Yeni şeyler söylememiz gereken sorunları görmezden gelen değil, kararlı irade ortaya koyup çözmemiz gereken bir iklime girdik. Aksi halde nevzuhur devletlerden ve toplumlardan bir farkımız kalmaz. Hiç uzağa gitmemize gerek yok. Milli Mücadele tek başına bu halkın en zor şartlarda bile neler yapabileceğinin en güzel timsalidir.
Milli Mücadelede asker sayısı, ekonomik güç, silah, teçhizat, ulaşım ve istihbarat imkanları bakımından üstün olan taraf işgalcilerdi. Ama zaferi kazanan biz olduk. Çünkü Kuva-yı milliyeyi amil ve irade-i milliyeyi hakim kılmak hedefiyle el ele verdik, yek vücut olduk. Milli Mücadelede hiç kimse yan yana yürüdüğü arkadaşına Türk mü, Kürt mü, Alevi mi, Sünni mi olduğunu sormadı. Ülkenin dört bir yanındaki illerimizin temsilcileri Ankara’da buluşup büyük millet meclisinde omuz omuza verdir birlik oldu.
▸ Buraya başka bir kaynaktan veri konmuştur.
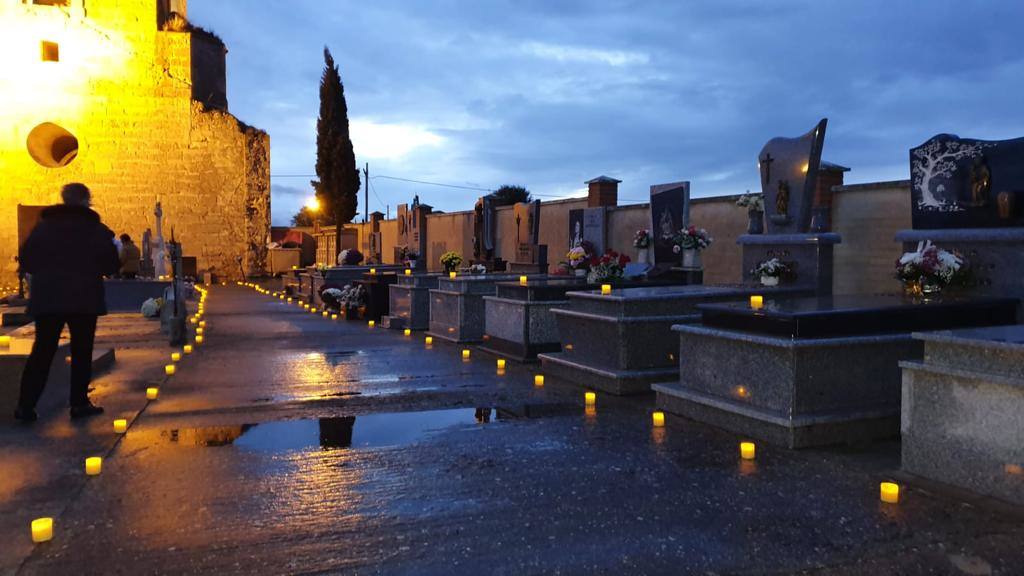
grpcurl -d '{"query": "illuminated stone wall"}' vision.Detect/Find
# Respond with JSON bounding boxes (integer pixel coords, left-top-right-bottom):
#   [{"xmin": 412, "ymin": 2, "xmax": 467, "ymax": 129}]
[{"xmin": 0, "ymin": 0, "xmax": 270, "ymax": 279}]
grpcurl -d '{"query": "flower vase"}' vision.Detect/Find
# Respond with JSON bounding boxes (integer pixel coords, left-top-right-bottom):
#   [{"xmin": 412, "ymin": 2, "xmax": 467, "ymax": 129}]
[
  {"xmin": 683, "ymin": 248, "xmax": 703, "ymax": 270},
  {"xmin": 746, "ymin": 210, "xmax": 765, "ymax": 234}
]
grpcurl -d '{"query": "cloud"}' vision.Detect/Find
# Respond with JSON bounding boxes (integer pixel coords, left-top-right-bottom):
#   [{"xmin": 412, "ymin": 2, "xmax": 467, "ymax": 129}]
[
  {"xmin": 522, "ymin": 42, "xmax": 650, "ymax": 67},
  {"xmin": 189, "ymin": 0, "xmax": 1024, "ymax": 222},
  {"xmin": 348, "ymin": 118, "xmax": 444, "ymax": 160}
]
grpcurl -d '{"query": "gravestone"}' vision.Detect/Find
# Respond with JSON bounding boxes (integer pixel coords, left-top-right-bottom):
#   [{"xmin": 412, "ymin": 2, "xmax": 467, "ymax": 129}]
[
  {"xmin": 896, "ymin": 134, "xmax": 1024, "ymax": 307},
  {"xmin": 510, "ymin": 200, "xmax": 548, "ymax": 274},
  {"xmin": 758, "ymin": 118, "xmax": 828, "ymax": 234},
  {"xmin": 736, "ymin": 119, "xmax": 842, "ymax": 295},
  {"xmin": 650, "ymin": 181, "xmax": 690, "ymax": 268},
  {"xmin": 910, "ymin": 134, "xmax": 1024, "ymax": 230},
  {"xmin": 569, "ymin": 206, "xmax": 608, "ymax": 255},
  {"xmin": 394, "ymin": 196, "xmax": 433, "ymax": 271}
]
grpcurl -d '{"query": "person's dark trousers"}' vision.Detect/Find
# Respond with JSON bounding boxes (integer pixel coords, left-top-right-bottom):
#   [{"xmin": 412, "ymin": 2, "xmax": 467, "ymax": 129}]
[{"xmin": 17, "ymin": 315, "xmax": 96, "ymax": 410}]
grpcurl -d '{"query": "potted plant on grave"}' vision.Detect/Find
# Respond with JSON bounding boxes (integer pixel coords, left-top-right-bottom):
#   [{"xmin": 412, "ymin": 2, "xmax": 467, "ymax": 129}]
[
  {"xmin": 736, "ymin": 191, "xmax": 765, "ymax": 234},
  {"xmin": 633, "ymin": 229, "xmax": 650, "ymax": 263},
  {"xmin": 672, "ymin": 225, "xmax": 715, "ymax": 270},
  {"xmin": 587, "ymin": 250, "xmax": 630, "ymax": 284},
  {"xmin": 896, "ymin": 241, "xmax": 972, "ymax": 297},
  {"xmin": 441, "ymin": 250, "xmax": 462, "ymax": 274},
  {"xmin": 751, "ymin": 258, "xmax": 793, "ymax": 286}
]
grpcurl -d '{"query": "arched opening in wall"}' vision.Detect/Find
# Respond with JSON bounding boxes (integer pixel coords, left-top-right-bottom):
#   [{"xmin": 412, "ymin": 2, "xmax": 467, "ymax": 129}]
[{"xmin": 26, "ymin": 122, "xmax": 78, "ymax": 168}]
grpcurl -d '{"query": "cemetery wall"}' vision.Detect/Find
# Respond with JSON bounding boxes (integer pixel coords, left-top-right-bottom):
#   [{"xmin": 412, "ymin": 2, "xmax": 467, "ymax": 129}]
[
  {"xmin": 0, "ymin": 0, "xmax": 270, "ymax": 281},
  {"xmin": 339, "ymin": 180, "xmax": 910, "ymax": 293},
  {"xmin": 833, "ymin": 180, "xmax": 910, "ymax": 294}
]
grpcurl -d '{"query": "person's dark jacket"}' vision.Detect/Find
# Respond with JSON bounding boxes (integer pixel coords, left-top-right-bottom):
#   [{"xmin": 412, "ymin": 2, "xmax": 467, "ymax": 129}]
[{"xmin": 18, "ymin": 204, "xmax": 121, "ymax": 316}]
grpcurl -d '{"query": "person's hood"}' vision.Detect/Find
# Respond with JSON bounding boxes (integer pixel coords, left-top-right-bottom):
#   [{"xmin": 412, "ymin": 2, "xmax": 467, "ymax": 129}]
[{"xmin": 42, "ymin": 204, "xmax": 99, "ymax": 222}]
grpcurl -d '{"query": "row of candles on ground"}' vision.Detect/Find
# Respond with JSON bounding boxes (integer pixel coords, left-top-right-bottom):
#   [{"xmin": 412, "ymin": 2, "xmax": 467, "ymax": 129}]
[{"xmin": 32, "ymin": 286, "xmax": 208, "ymax": 543}]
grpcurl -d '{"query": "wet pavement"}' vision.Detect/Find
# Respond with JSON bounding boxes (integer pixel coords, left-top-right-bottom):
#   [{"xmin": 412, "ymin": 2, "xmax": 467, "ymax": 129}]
[{"xmin": 0, "ymin": 287, "xmax": 1024, "ymax": 574}]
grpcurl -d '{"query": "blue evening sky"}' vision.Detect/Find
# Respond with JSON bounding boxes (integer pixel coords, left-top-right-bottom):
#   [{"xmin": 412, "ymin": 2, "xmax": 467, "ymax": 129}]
[{"xmin": 188, "ymin": 0, "xmax": 1024, "ymax": 224}]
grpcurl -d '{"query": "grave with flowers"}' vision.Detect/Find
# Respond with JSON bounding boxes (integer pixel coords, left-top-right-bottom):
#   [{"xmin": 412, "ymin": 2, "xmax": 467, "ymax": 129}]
[{"xmin": 653, "ymin": 123, "xmax": 1024, "ymax": 446}]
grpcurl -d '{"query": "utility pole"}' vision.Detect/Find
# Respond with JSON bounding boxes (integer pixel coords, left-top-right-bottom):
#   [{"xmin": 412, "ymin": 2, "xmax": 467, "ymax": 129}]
[{"xmin": 362, "ymin": 162, "xmax": 370, "ymax": 222}]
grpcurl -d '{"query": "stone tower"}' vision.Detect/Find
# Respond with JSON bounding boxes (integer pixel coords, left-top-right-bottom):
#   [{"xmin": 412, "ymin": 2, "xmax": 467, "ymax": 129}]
[{"xmin": 0, "ymin": 0, "xmax": 270, "ymax": 280}]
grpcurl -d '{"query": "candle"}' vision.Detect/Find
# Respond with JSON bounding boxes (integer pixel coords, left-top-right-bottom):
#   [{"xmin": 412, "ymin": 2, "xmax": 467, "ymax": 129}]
[
  {"xmin": 85, "ymin": 456, "xmax": 103, "ymax": 476},
  {"xmin": 650, "ymin": 410, "xmax": 665, "ymax": 428},
  {"xmin": 32, "ymin": 518, "xmax": 53, "ymax": 544},
  {"xmin": 739, "ymin": 442, "xmax": 757, "ymax": 460},
  {"xmin": 879, "ymin": 482, "xmax": 899, "ymax": 504}
]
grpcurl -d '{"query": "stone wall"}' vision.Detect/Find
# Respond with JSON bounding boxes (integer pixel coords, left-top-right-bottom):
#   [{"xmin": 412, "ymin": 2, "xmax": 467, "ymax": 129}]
[
  {"xmin": 0, "ymin": 0, "xmax": 270, "ymax": 279},
  {"xmin": 833, "ymin": 180, "xmax": 910, "ymax": 294},
  {"xmin": 332, "ymin": 181, "xmax": 910, "ymax": 294}
]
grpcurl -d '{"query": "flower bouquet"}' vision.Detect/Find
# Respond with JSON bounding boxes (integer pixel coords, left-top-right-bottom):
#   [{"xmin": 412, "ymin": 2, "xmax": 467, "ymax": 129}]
[
  {"xmin": 633, "ymin": 229, "xmax": 650, "ymax": 248},
  {"xmin": 672, "ymin": 225, "xmax": 715, "ymax": 269},
  {"xmin": 896, "ymin": 241, "xmax": 971, "ymax": 296},
  {"xmin": 441, "ymin": 250, "xmax": 462, "ymax": 273},
  {"xmin": 587, "ymin": 250, "xmax": 630, "ymax": 284},
  {"xmin": 751, "ymin": 258, "xmax": 793, "ymax": 286}
]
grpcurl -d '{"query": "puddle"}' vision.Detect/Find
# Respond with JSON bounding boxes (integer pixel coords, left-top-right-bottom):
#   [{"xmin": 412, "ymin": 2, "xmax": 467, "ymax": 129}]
[{"xmin": 160, "ymin": 408, "xmax": 499, "ymax": 452}]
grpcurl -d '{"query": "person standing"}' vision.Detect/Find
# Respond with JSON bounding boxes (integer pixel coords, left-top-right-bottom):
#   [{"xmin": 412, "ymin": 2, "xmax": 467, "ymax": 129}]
[
  {"xmin": 121, "ymin": 234, "xmax": 142, "ymax": 280},
  {"xmin": 14, "ymin": 183, "xmax": 121, "ymax": 422}
]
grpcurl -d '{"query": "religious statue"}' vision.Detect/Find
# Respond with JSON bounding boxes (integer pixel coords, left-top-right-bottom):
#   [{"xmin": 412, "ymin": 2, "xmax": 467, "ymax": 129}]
[
  {"xmin": 152, "ymin": 200, "xmax": 167, "ymax": 278},
  {"xmin": 775, "ymin": 179, "xmax": 790, "ymax": 216},
  {"xmin": 971, "ymin": 156, "xmax": 992, "ymax": 206},
  {"xmin": 657, "ymin": 208, "xmax": 677, "ymax": 241}
]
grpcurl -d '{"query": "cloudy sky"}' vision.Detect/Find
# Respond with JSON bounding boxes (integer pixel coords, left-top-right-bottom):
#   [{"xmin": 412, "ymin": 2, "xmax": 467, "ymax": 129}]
[{"xmin": 188, "ymin": 0, "xmax": 1024, "ymax": 224}]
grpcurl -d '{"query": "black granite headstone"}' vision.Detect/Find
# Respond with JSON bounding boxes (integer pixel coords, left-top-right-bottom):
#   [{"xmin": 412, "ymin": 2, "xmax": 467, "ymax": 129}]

Cumhuriyetimizi kurarak çıktığımız yeni yol, zaman içerisinde mazlum milletlerin bağımsızlıklarını kazanmalarına giden kapıları açmıştır.
Bugün de bir asır önce meclis kürsüsünde yaşanan iklimi yeniden hissediyor, aynı şeye inanıyor, aynı şeyi söylüyoruz. Bir asır önce olduğu gibi dünyanın dört bir yanındaki kardeşlerimizin umudunu yaşatacak, azmini bileyecek, inancını kökleyecek tarihi bir duruş sergiliyoruz.
Hiçbir zorluk bizi yolunuzdan alıkoyamayacak. Milletçe ve devletçe dünyada ve bölgemizde oynanan oyunlar karşısında kaçmayacak, geri adım atmayacak, karanlık senaryolara teslim olmayacak, sinsi oyunlara yenilmeyeceğiz. Tam tersine onurlu ve dirayetli duruşumuzdan taviz vermeden, kendimize yakışır şekilde mücadeleye devam edeceğiz. Sınırlarımızın güvenliğiyle yetinmeyecek, bölgemizin ve dünyanın huzur, mazlumların felahı için çalışmaktan vazgeçmeyeceğiz.
Siyasi, sosyal ve ekonomik tüm hedefleriyle Türkiye Yüzyılını mutlaka ama mutlaka hayata geçireceğiz."